Triad quality is determined by the interval between its root and third notes; this determines if it’s major, minor, diminished or augmented and therefore an integral component in creating harmony.

Doublings and open spacing may obscure identification of a triad, but its identification can still be made using octave equivalence principles. For instance, C major (C-E-G) and E minor (C-E-G) chords will both sound identical – with only minor differing in that major contain a perfect fifth while major don’t; each sounding unique due to quality differences.

Relative Chords

To master creating harmonically compelling chord progressions on guitar, understanding relative chords is paramount. These are chords which share a common root note while differing by only one note from each other – an illustration that scales and chords are integrally interlinked; just pieces of a greater whole.

If you’ve heard guitarists refer to the common “one, four and five” chord progression found in popular music; this refers to relative chords. To determine your relative chords simply take their respective major scales and build them onto your fretboard.

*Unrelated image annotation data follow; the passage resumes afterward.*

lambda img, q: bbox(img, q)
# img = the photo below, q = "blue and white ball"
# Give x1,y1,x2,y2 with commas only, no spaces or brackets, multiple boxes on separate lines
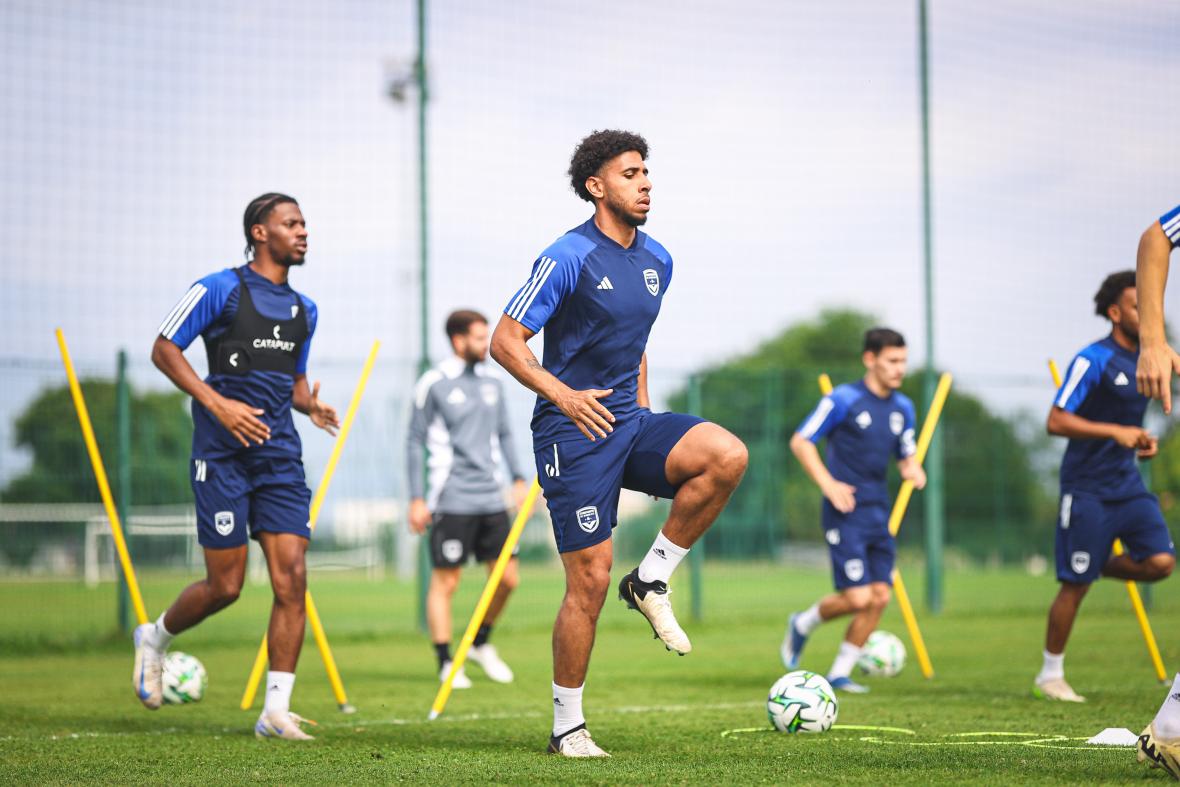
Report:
164,650,209,706
857,631,905,677
766,669,839,733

Recall that relative chords are always two scale tones down from the major scale and upward, making them easy to recognize. Ditto for relative minor chords – these handy tools will enable you to match chords with melodies for beautiful and harmonic melodies!

Intervals

Intervals refer to the distance between two notes measured in terms of their distance in steps on either a major or minor scale, and serve as an essential building block in chords and melodies. There are various kinds of intervals including thirds (both minor and major), fifths and perfect sevenths.

To determine the distance between two notes, two methods exist for measuring their interval: counting staff positions or scale steps. Scale steps is generally simpler as it only looks at what notes span one scale – for instance, B and D is spaced apart by three notes in any diatonic scale sequence that run from B to D.

Intervals may possess various qualities, including being augmented, perfect or diminished based on how many steps the top note exceeds or falls below its lower note. An interval whose top note exceeds or falls below that of its bottom note by one semitone would be considered an augmented interval; one half step smaller would qualify as minor; and any whole tone or more difference is considered diminished.